CLiMF is a ranking method which optimizes MRR (mean reciprocal rank) which is an information retrieval measure for top-K recommenders. CLiMF is a variant of latent factor CF which optimises a significantly different objective function to most methods: instead of trying to predict ratings CLiMF aims to maximise MRR of relevant items. The MRR is the reciprocal rank of the first relevant item found when unseen items are sorted by score i.e. the MRR is 1.0 if the item with the highest score is a relevant prediction, 0.5 if the first item is not relevant but the second is, and so on. By optimising MRR rather than RMSE or similar measures CLiMF naturally promotes diversity as well as accuracy in the recommendations generated. CLiMF uses stochastic gradient ascent to maximise a smoothed lower bound for the actual MRR. It assumes binary relevance, as in friendship or follow relationships, but the graphchi implementation lets you specify a relevance threshold for ratings so you can run the algorithm on standard CF datasets and have the ratings automatically interpreted as binary preferences.

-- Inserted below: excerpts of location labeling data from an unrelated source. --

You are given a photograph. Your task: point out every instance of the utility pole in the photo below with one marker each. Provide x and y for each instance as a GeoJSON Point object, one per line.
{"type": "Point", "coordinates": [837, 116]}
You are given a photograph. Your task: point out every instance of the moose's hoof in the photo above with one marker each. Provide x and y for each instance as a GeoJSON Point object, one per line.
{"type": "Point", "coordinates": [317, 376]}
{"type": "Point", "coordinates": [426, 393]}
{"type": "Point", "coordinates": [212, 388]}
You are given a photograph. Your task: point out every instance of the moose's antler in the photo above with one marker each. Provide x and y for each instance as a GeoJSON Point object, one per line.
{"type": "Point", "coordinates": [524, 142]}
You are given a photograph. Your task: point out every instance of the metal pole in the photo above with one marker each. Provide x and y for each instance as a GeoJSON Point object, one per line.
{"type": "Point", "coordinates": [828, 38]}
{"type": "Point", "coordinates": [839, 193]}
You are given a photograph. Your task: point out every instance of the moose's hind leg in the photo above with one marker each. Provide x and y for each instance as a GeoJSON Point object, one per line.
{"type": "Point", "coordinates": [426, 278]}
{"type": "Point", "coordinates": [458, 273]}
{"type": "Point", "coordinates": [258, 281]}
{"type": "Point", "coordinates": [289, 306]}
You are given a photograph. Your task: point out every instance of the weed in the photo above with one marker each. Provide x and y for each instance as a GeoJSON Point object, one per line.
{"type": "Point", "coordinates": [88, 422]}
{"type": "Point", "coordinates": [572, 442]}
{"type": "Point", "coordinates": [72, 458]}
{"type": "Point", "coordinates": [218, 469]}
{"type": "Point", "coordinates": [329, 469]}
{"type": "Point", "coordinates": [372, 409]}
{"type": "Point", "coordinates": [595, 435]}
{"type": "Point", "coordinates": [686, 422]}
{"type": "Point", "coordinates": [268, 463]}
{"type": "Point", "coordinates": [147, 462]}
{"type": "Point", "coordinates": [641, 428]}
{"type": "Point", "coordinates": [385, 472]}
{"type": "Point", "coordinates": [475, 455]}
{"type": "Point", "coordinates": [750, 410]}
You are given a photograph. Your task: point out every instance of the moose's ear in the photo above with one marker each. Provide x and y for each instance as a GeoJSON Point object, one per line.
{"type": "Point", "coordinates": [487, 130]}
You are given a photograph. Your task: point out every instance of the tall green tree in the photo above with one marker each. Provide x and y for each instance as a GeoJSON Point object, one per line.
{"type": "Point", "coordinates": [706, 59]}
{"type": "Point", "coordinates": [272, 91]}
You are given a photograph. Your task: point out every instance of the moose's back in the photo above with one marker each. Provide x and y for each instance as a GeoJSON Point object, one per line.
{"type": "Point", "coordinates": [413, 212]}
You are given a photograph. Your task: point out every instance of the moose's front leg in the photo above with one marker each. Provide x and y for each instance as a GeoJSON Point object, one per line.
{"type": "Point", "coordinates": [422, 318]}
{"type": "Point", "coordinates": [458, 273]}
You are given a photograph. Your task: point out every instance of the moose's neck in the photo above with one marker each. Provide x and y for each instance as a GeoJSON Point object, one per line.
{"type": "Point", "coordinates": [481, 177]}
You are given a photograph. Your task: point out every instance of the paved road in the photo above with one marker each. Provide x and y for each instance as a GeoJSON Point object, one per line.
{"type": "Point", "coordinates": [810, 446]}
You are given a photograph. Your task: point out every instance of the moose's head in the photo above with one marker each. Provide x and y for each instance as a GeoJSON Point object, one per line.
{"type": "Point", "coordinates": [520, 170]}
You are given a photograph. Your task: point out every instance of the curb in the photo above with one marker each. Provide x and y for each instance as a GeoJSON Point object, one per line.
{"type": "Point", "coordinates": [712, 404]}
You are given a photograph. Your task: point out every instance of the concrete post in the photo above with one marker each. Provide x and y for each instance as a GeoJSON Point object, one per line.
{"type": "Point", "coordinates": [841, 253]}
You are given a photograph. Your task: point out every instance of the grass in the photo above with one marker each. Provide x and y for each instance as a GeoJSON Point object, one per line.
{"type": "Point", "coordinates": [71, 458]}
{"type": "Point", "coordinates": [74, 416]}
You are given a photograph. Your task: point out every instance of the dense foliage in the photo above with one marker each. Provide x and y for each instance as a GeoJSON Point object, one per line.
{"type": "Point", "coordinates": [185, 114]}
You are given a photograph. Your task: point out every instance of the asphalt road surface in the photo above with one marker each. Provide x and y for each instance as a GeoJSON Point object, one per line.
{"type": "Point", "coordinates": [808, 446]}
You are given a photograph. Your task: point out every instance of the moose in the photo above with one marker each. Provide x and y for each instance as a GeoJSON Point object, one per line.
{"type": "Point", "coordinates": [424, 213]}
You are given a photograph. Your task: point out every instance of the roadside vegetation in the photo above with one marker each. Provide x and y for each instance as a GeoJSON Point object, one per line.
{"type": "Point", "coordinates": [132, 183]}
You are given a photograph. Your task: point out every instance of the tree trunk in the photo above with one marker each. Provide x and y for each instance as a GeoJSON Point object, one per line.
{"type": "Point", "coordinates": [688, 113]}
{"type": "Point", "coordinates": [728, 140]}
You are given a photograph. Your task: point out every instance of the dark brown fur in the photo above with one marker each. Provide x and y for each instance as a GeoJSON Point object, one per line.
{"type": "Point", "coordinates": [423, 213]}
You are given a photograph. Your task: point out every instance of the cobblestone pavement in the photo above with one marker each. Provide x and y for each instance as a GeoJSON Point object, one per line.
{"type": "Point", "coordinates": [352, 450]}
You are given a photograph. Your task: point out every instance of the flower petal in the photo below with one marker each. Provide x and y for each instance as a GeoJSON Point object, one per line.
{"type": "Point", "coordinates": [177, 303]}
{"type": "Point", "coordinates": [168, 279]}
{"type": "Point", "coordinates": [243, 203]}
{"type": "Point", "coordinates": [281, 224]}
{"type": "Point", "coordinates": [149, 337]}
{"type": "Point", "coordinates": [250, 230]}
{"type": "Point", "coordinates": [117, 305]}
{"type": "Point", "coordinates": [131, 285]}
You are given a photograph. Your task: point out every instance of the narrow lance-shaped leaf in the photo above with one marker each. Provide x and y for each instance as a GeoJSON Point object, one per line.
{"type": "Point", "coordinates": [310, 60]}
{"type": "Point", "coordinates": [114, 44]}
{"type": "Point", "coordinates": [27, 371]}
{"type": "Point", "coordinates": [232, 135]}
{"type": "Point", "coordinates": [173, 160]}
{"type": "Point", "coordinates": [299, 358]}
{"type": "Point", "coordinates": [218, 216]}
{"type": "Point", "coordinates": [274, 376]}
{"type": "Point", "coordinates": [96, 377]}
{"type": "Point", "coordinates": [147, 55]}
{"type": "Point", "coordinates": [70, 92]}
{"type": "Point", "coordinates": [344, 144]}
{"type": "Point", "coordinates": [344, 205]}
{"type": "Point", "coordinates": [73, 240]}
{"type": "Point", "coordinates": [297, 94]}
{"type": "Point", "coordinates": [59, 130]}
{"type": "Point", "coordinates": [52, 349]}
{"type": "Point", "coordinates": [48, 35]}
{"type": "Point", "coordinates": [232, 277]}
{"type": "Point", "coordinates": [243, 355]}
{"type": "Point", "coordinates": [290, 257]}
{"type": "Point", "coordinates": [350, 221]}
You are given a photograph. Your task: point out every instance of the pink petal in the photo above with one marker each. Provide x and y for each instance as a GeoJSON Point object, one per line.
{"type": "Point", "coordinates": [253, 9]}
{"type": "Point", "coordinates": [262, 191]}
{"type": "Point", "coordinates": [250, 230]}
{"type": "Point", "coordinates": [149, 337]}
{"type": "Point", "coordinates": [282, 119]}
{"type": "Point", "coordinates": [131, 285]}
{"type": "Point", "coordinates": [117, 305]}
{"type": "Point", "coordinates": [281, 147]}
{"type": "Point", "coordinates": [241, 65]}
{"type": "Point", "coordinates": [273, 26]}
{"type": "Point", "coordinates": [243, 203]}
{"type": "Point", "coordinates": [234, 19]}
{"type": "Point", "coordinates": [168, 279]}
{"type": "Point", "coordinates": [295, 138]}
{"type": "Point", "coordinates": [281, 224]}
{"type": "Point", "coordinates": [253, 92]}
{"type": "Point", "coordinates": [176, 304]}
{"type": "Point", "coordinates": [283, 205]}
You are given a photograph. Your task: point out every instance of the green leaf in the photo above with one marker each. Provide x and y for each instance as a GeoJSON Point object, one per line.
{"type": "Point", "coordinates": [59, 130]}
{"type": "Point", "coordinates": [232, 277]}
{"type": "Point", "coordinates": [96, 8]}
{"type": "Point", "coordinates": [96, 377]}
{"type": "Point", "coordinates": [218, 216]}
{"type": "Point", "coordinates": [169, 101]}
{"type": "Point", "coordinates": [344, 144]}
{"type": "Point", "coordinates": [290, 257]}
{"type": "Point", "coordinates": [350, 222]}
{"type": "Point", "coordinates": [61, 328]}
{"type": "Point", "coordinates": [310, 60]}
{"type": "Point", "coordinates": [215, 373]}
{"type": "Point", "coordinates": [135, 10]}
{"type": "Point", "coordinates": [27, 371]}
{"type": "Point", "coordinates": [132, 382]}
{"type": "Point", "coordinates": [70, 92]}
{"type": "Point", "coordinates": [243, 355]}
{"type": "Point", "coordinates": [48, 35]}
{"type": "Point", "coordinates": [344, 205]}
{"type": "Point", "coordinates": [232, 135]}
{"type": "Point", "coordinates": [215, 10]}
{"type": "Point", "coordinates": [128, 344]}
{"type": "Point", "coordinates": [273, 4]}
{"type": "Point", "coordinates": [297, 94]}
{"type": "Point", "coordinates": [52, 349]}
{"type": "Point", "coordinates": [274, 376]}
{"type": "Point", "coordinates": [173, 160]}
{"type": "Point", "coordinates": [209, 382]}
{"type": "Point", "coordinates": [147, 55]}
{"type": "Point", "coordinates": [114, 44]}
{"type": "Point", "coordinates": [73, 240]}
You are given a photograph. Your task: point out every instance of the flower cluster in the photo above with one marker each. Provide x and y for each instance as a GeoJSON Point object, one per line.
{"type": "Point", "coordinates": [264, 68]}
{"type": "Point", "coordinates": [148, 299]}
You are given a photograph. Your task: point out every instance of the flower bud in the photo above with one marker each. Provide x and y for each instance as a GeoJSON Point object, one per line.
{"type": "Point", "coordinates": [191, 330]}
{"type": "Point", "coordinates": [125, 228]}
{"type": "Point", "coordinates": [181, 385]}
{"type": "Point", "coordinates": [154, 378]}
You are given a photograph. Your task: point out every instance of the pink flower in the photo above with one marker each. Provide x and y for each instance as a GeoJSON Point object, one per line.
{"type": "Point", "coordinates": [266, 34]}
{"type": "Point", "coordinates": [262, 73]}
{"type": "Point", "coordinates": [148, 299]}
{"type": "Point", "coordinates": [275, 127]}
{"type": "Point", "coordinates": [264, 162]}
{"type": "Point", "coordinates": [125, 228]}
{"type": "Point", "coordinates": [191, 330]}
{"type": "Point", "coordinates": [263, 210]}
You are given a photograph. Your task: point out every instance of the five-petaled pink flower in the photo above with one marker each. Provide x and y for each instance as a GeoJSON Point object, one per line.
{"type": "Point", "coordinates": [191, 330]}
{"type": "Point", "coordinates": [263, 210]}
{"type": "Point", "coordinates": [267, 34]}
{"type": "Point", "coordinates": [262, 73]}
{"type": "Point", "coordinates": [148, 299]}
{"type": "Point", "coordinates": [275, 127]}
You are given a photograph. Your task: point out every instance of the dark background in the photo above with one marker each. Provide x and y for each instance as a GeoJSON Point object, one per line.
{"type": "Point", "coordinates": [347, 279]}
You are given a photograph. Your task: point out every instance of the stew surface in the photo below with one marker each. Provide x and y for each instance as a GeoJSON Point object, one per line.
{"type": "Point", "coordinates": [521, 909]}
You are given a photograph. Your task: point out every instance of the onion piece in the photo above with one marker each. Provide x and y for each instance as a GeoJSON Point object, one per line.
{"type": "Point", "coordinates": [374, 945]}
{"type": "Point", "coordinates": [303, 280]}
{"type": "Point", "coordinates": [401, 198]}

CLiMF-related command-line options:
--binary_relevance_thresh=xx Consider the item liked/relevant if rating is at least this value [default: 0]
--halt_on_mrr_decrease Halt if the training set objective (smoothed MRR) decreases [default: false]
--num_ratings Consider this many top predicted items when computing actual MRR on validation set [default:10000]
Here is an example on running CLiMF on Netflix data:
./toolkits/collaborative_filtering/climf --training=smallnetflix_mm --validation=smallnetflix_mme --binary_relevance_thresh=4 --sgd_gamma=1e-6 --max_iter=6 --quiet=1 --sgd_step_dec=0.9999 --sgd_lambda=1e-6
Validation MRR: 0.169322
Validation MRR: 0.171909
Validation MRR: 0.172372
Validation MRR: 0.172503
Validation MRR: 0.172544
Validation MRR: 0.172549
I am very excited about this development - and I hope many more users will follow with additional contributions to our growing code base! Thanks Mark!!!